Ведущая прошла по рядам, предлагая микрофон сидящим, и один из допризывников ответил:
- Я - с детства. Мне многое рассказывал дед, он воевал, рассказывал отец, ребята.
- Как вы представляете армию, что ждете от нее? - вопрос от группы десантников.
- Хочу выполнить свой долг, выработать силу воли, стать настоящим мужчиной. Каждый должен выполнить свой долг.
Один из 'афганцев':
- Кода уходил, хотелось увидеть, познать новое. Попал в учебку. По окончании спросили: 'Кто желает в Афганистан?'. Заявления написали почти все. Не все попали. Я попал.
- Были те, кто не написал?
- Были.
- Были моменты, когда было страшно?
- Были. Возвращались в батальон. Обстреляли. Машина горела. Были убитые.
Другие молчали. Встал майор, офицер запаса, 'афганец':
- Было страшно, ребята. Не верьте, что не бывает страшно. Умирать никто не хочет. Каждый пытается сберечь свою жизнь.
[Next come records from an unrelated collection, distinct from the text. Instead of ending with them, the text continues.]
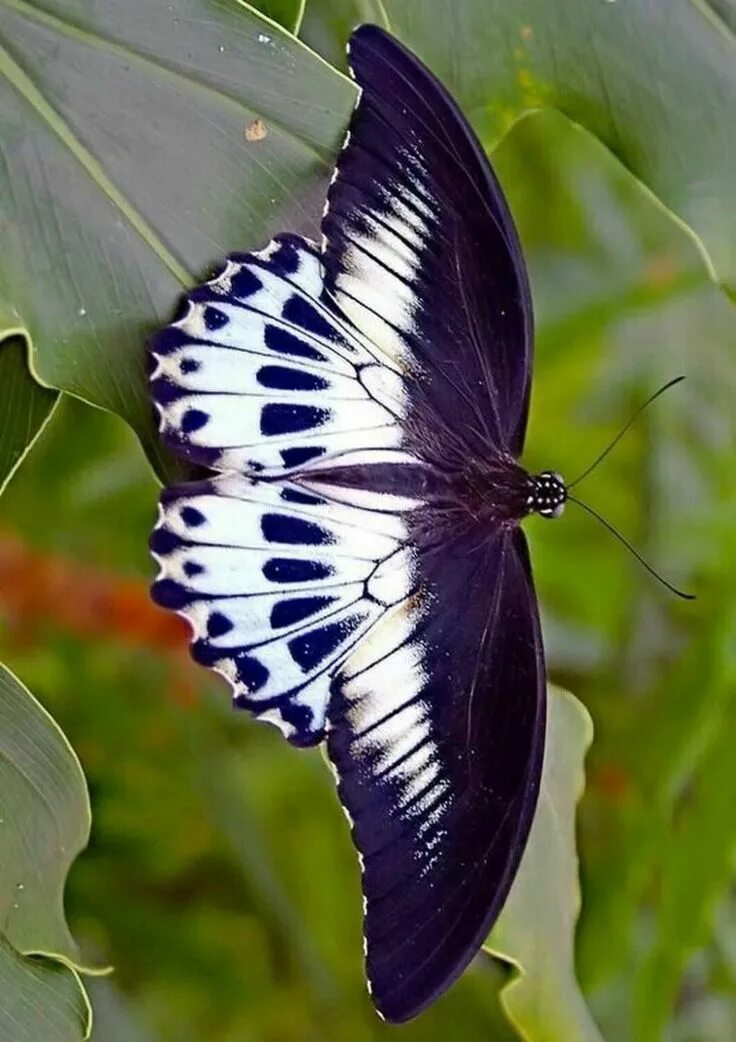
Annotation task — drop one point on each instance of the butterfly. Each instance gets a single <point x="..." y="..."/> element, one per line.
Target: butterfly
<point x="353" y="565"/>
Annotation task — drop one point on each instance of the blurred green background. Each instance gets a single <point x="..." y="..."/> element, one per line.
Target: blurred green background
<point x="220" y="882"/>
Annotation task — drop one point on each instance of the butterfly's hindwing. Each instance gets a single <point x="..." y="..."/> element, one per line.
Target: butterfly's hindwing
<point x="277" y="584"/>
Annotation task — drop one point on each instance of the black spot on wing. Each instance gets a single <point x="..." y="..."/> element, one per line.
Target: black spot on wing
<point x="286" y="528"/>
<point x="194" y="419"/>
<point x="284" y="342"/>
<point x="301" y="313"/>
<point x="287" y="613"/>
<point x="294" y="570"/>
<point x="310" y="649"/>
<point x="297" y="456"/>
<point x="278" y="418"/>
<point x="286" y="378"/>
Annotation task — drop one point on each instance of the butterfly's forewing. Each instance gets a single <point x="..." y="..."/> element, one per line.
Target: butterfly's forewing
<point x="420" y="250"/>
<point x="436" y="733"/>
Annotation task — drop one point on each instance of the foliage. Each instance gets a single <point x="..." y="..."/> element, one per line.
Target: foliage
<point x="44" y="823"/>
<point x="220" y="881"/>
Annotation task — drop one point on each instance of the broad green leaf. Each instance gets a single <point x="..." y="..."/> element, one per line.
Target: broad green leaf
<point x="655" y="81"/>
<point x="25" y="405"/>
<point x="326" y="25"/>
<point x="44" y="823"/>
<point x="127" y="172"/>
<point x="690" y="888"/>
<point x="285" y="13"/>
<point x="535" y="933"/>
<point x="41" y="1000"/>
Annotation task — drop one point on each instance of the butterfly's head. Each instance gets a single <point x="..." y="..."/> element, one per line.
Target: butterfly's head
<point x="547" y="494"/>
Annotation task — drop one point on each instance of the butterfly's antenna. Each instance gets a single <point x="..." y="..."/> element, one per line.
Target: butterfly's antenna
<point x="621" y="432"/>
<point x="632" y="549"/>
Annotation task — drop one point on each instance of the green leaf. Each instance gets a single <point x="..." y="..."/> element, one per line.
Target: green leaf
<point x="41" y="1000"/>
<point x="44" y="823"/>
<point x="535" y="933"/>
<point x="127" y="172"/>
<point x="326" y="25"/>
<point x="285" y="13"/>
<point x="25" y="405"/>
<point x="690" y="888"/>
<point x="655" y="81"/>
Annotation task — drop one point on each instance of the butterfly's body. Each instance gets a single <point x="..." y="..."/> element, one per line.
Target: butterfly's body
<point x="354" y="565"/>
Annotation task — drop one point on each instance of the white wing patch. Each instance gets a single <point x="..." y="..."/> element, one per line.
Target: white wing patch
<point x="278" y="585"/>
<point x="261" y="375"/>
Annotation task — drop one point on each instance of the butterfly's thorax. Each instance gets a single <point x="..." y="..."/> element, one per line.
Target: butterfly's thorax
<point x="493" y="490"/>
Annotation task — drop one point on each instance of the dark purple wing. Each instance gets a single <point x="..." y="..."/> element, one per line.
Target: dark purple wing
<point x="421" y="253"/>
<point x="436" y="730"/>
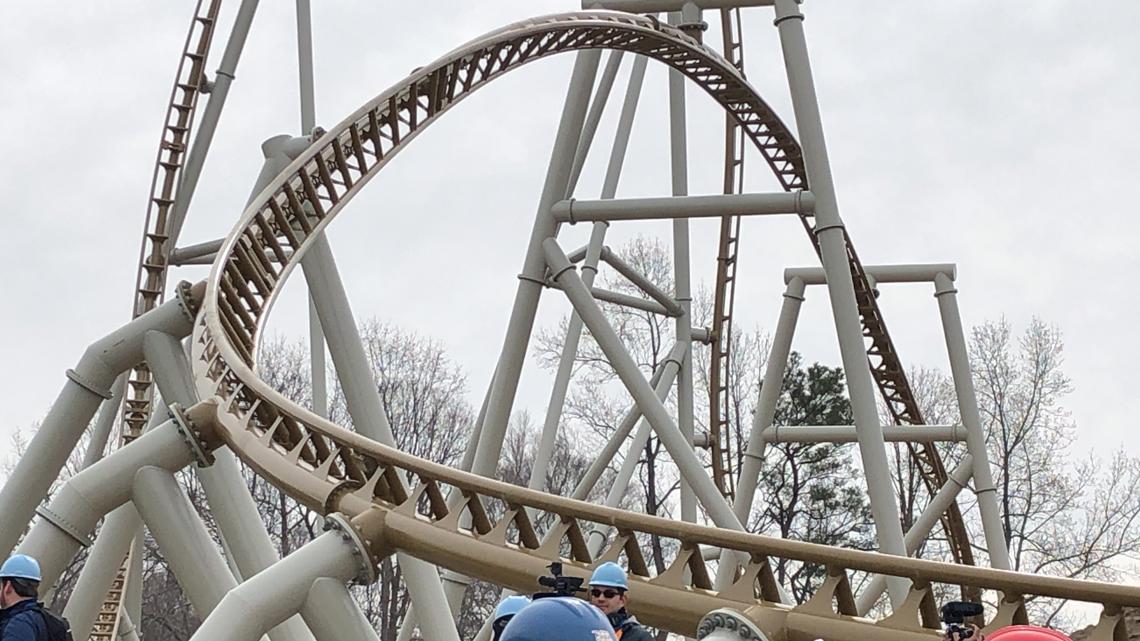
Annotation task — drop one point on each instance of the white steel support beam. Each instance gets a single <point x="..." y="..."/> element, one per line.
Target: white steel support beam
<point x="674" y="307"/>
<point x="87" y="387"/>
<point x="878" y="273"/>
<point x="968" y="408"/>
<point x="79" y="504"/>
<point x="594" y="251"/>
<point x="99" y="569"/>
<point x="620" y="485"/>
<point x="100" y="433"/>
<point x="678" y="170"/>
<point x="625" y="300"/>
<point x="182" y="538"/>
<point x="531" y="280"/>
<point x="308" y="123"/>
<point x="829" y="229"/>
<point x="594" y="116"/>
<point x="847" y="433"/>
<point x="765" y="414"/>
<point x="192" y="171"/>
<point x="654" y="411"/>
<point x="266" y="600"/>
<point x="662" y="382"/>
<point x="920" y="529"/>
<point x="367" y="412"/>
<point x="683" y="207"/>
<point x="243" y="534"/>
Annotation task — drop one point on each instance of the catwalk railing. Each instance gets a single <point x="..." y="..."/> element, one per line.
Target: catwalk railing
<point x="331" y="469"/>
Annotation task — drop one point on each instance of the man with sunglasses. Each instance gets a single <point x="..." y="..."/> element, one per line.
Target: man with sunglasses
<point x="608" y="592"/>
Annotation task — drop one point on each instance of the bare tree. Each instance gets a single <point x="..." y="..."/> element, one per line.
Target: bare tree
<point x="1065" y="518"/>
<point x="596" y="403"/>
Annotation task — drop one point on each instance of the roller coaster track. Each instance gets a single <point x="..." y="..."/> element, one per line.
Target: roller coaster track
<point x="331" y="469"/>
<point x="725" y="293"/>
<point x="154" y="253"/>
<point x="151" y="282"/>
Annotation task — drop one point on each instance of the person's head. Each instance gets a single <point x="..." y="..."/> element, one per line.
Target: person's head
<point x="559" y="618"/>
<point x="1026" y="633"/>
<point x="505" y="611"/>
<point x="608" y="587"/>
<point x="19" y="579"/>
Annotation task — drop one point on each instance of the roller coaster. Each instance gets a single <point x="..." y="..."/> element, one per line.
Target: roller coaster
<point x="379" y="501"/>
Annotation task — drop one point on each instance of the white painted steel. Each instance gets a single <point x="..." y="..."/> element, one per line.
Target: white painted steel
<point x="840" y="290"/>
<point x="99" y="569"/>
<point x="534" y="268"/>
<point x="100" y="433"/>
<point x="620" y="485"/>
<point x="243" y="534"/>
<point x="364" y="405"/>
<point x="96" y="491"/>
<point x="847" y="433"/>
<point x="182" y="538"/>
<point x="659" y="6"/>
<point x="192" y="171"/>
<point x="281" y="591"/>
<point x="879" y="273"/>
<point x="666" y="429"/>
<point x="920" y="529"/>
<point x="88" y="386"/>
<point x="332" y="610"/>
<point x="968" y="408"/>
<point x="678" y="171"/>
<point x="683" y="207"/>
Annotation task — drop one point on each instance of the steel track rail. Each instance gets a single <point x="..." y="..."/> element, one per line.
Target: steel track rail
<point x="330" y="469"/>
<point x="154" y="253"/>
<point x="725" y="292"/>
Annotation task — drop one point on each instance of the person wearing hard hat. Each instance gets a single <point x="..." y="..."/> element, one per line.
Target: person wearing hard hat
<point x="505" y="611"/>
<point x="608" y="592"/>
<point x="22" y="617"/>
<point x="558" y="618"/>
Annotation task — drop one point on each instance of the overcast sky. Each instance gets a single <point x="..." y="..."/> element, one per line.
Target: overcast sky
<point x="999" y="136"/>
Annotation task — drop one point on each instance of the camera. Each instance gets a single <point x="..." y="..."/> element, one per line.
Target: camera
<point x="954" y="614"/>
<point x="560" y="585"/>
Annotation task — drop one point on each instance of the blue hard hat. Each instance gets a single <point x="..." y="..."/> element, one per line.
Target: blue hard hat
<point x="610" y="575"/>
<point x="21" y="566"/>
<point x="559" y="618"/>
<point x="511" y="606"/>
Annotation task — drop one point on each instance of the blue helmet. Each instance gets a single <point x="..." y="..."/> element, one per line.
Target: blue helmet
<point x="610" y="575"/>
<point x="21" y="566"/>
<point x="511" y="606"/>
<point x="559" y="618"/>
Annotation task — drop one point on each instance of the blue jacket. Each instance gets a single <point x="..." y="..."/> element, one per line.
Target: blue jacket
<point x="23" y="622"/>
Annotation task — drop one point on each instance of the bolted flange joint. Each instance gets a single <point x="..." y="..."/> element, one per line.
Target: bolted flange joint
<point x="196" y="426"/>
<point x="729" y="625"/>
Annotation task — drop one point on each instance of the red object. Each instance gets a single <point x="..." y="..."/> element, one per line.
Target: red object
<point x="1026" y="633"/>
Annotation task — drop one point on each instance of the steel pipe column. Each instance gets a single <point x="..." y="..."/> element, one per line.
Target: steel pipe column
<point x="87" y="387"/>
<point x="99" y="570"/>
<point x="829" y="229"/>
<point x="534" y="267"/>
<point x="920" y="529"/>
<point x="281" y="591"/>
<point x="678" y="170"/>
<point x="968" y="408"/>
<point x="86" y="497"/>
<point x="680" y="448"/>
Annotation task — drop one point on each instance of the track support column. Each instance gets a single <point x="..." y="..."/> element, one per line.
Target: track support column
<point x="829" y="229"/>
<point x="968" y="408"/>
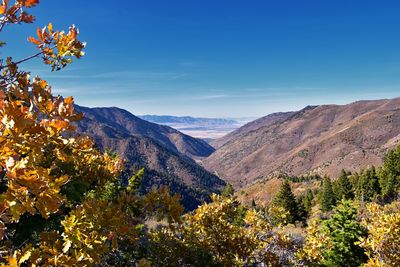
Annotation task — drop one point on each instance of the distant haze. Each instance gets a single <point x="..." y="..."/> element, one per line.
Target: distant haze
<point x="205" y="128"/>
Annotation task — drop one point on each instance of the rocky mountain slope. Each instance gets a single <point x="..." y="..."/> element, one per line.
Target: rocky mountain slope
<point x="251" y="126"/>
<point x="161" y="150"/>
<point x="320" y="139"/>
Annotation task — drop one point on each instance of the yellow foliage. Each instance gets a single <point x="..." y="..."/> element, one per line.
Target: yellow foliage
<point x="383" y="242"/>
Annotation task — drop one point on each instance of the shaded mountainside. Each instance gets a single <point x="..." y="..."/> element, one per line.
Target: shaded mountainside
<point x="172" y="139"/>
<point x="163" y="163"/>
<point x="322" y="139"/>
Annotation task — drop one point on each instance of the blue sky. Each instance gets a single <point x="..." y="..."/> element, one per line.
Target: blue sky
<point x="214" y="58"/>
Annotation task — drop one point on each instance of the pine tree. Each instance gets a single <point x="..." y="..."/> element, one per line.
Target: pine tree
<point x="308" y="200"/>
<point x="389" y="176"/>
<point x="368" y="185"/>
<point x="345" y="188"/>
<point x="228" y="191"/>
<point x="344" y="231"/>
<point x="327" y="199"/>
<point x="286" y="199"/>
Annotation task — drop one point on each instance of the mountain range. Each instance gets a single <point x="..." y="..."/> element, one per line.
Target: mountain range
<point x="204" y="128"/>
<point x="317" y="139"/>
<point x="320" y="140"/>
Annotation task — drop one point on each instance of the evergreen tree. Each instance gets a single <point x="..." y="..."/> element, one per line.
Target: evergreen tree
<point x="308" y="200"/>
<point x="327" y="199"/>
<point x="286" y="199"/>
<point x="368" y="185"/>
<point x="344" y="231"/>
<point x="345" y="189"/>
<point x="228" y="191"/>
<point x="302" y="212"/>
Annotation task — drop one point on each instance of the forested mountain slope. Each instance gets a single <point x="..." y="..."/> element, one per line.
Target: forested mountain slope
<point x="164" y="164"/>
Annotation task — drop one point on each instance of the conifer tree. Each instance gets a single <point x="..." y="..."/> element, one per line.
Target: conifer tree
<point x="327" y="199"/>
<point x="345" y="188"/>
<point x="228" y="191"/>
<point x="368" y="185"/>
<point x="286" y="199"/>
<point x="389" y="176"/>
<point x="308" y="200"/>
<point x="344" y="231"/>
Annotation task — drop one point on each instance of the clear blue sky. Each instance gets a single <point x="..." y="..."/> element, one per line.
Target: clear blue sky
<point x="222" y="58"/>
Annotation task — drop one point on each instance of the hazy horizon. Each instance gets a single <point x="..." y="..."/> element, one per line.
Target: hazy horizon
<point x="223" y="59"/>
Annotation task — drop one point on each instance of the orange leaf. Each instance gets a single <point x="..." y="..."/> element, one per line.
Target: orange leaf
<point x="34" y="41"/>
<point x="30" y="3"/>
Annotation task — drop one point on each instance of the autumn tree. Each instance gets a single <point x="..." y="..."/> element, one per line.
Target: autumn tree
<point x="210" y="236"/>
<point x="61" y="200"/>
<point x="335" y="241"/>
<point x="383" y="241"/>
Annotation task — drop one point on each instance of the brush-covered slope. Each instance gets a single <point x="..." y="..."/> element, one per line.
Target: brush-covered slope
<point x="251" y="126"/>
<point x="165" y="135"/>
<point x="146" y="145"/>
<point x="322" y="139"/>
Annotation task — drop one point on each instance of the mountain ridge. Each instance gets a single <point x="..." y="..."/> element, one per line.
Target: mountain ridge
<point x="164" y="165"/>
<point x="317" y="139"/>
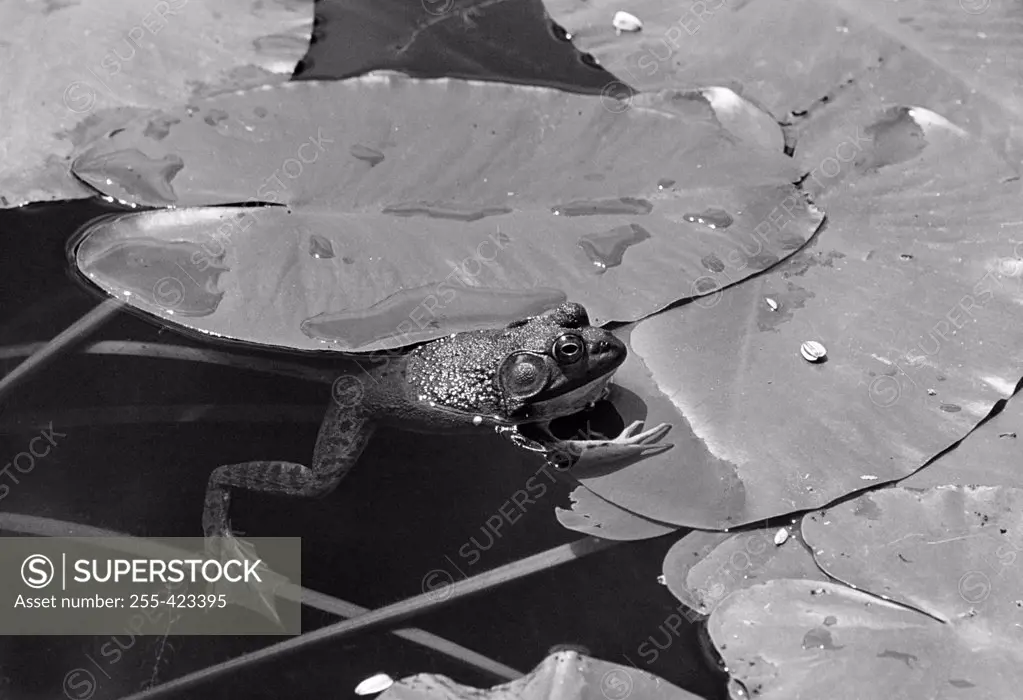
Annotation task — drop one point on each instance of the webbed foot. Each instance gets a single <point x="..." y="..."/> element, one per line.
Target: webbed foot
<point x="630" y="443"/>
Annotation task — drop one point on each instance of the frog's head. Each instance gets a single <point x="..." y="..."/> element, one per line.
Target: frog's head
<point x="533" y="369"/>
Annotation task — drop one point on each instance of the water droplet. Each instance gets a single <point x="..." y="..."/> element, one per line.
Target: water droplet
<point x="370" y="156"/>
<point x="624" y="205"/>
<point x="442" y="211"/>
<point x="818" y="638"/>
<point x="374" y="684"/>
<point x="215" y="117"/>
<point x="607" y="249"/>
<point x="320" y="247"/>
<point x="712" y="218"/>
<point x="712" y="263"/>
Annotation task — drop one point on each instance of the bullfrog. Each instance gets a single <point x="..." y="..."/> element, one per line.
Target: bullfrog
<point x="530" y="372"/>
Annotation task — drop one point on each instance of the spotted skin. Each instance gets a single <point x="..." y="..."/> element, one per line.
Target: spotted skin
<point x="531" y="370"/>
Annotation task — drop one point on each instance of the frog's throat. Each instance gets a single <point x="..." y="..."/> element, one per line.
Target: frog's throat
<point x="569" y="402"/>
<point x="566" y="404"/>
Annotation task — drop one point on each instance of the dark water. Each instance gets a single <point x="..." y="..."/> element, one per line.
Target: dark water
<point x="139" y="437"/>
<point x="142" y="435"/>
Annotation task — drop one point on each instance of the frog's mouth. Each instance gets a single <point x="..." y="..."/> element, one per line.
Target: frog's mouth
<point x="580" y="398"/>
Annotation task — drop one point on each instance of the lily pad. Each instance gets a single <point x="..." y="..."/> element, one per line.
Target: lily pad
<point x="955" y="57"/>
<point x="987" y="456"/>
<point x="791" y="639"/>
<point x="593" y="516"/>
<point x="935" y="610"/>
<point x="74" y="71"/>
<point x="947" y="552"/>
<point x="415" y="209"/>
<point x="919" y="321"/>
<point x="702" y="568"/>
<point x="565" y="675"/>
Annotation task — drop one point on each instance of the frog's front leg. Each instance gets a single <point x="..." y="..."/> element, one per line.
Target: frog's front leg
<point x="631" y="443"/>
<point x="344" y="434"/>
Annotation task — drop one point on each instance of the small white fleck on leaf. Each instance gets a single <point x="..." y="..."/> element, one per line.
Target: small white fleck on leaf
<point x="624" y="22"/>
<point x="374" y="684"/>
<point x="812" y="351"/>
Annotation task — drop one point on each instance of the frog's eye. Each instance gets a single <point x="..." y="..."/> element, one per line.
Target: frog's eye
<point x="524" y="375"/>
<point x="569" y="348"/>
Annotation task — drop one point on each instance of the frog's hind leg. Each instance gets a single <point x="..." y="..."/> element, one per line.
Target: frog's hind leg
<point x="343" y="436"/>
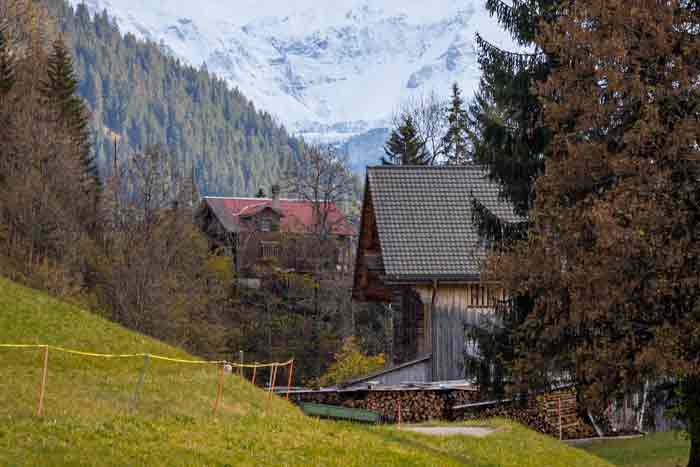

Но один умеет спрятать страх, помнит о чести и долге, другого же страх лишает всего человеческого. Нужно до конца оставаться человеком, даже если цена этому - жизнь.
Видеокассета: десантники в форме бегут и, если говорить словами Высоцкого, 'стреляют, прыгают - с ума сойти!'
Комментарий 'афганца':
- Ребята, нам часто по телевизору крутят 'показуху'. Наш прапорщик называл передачу 'Служу Советскому Союзу' передачей 'В гостях у сказки'. Красивостей в армии мало. На операции в беретах не ходят. Одежда пестрая. Мы ходили на операции кто в сапогах, кто в полусапогах, в маскхалате, в комбинезоне, в 'хэбэ'.
- Была ли в Афганистане дедовщина?
- В Союзе что-то было, в Афгане - нет. Мы там были одна семья. В Афганистане дедовщину по-другому называют: дембелизм. На базе дембелизм может как-то и проявлялся, в боевой обстановке - нет. На операции шел в основном дембель, тот, кому скоро домой. Если не убьют. Молодых старались не брать.
- Жалели?
- Жалости не было: он такой же солдат, как и я, как мой друг. Просто меньше знает, меньше умеет. Дембель учил, поучал. Старался, чтобы молодой выжил. Для Родины. Для России. Чтобы дембель сзади шел - такого не было.
По рукам идут три предмета, и ведущая просит рассказать о них бывших воинов. Те улыбаются: нитки и иголка - нужнейшие на службе предметы, трубка из-под капельницы, скрепленная пулей - амулет 'жизнь'. В трубке данные: кто ты, когда родился. Ее носили при себе. Фляжка - в ней и радость, и жизнь, и все вместе. Иной раз и по две фляжки брали на задание: глоток воды - глоток силы и бодрости.
- Как вы входили в мирную жизнь? - спрашивают допризывники.
- Ждали самолета - испытывали и радость, и огорчение. Огорчение оттого, что ребят оставляем. Заходили же в 'борт' - чуть не кричали от восторга. Будущее рисовалось розовым. И вот Ташкент. Оформление документов, первая встреча с бюрократизмом. Таксист толкует о том, что мяса нет, рыбой замучили. А нам эти заботы кажутся такой мелочностью бытия! Живем мы, в сущности, неплохо: хорошие дома, горячая вода, сносная одежда, пища. Там же - голод.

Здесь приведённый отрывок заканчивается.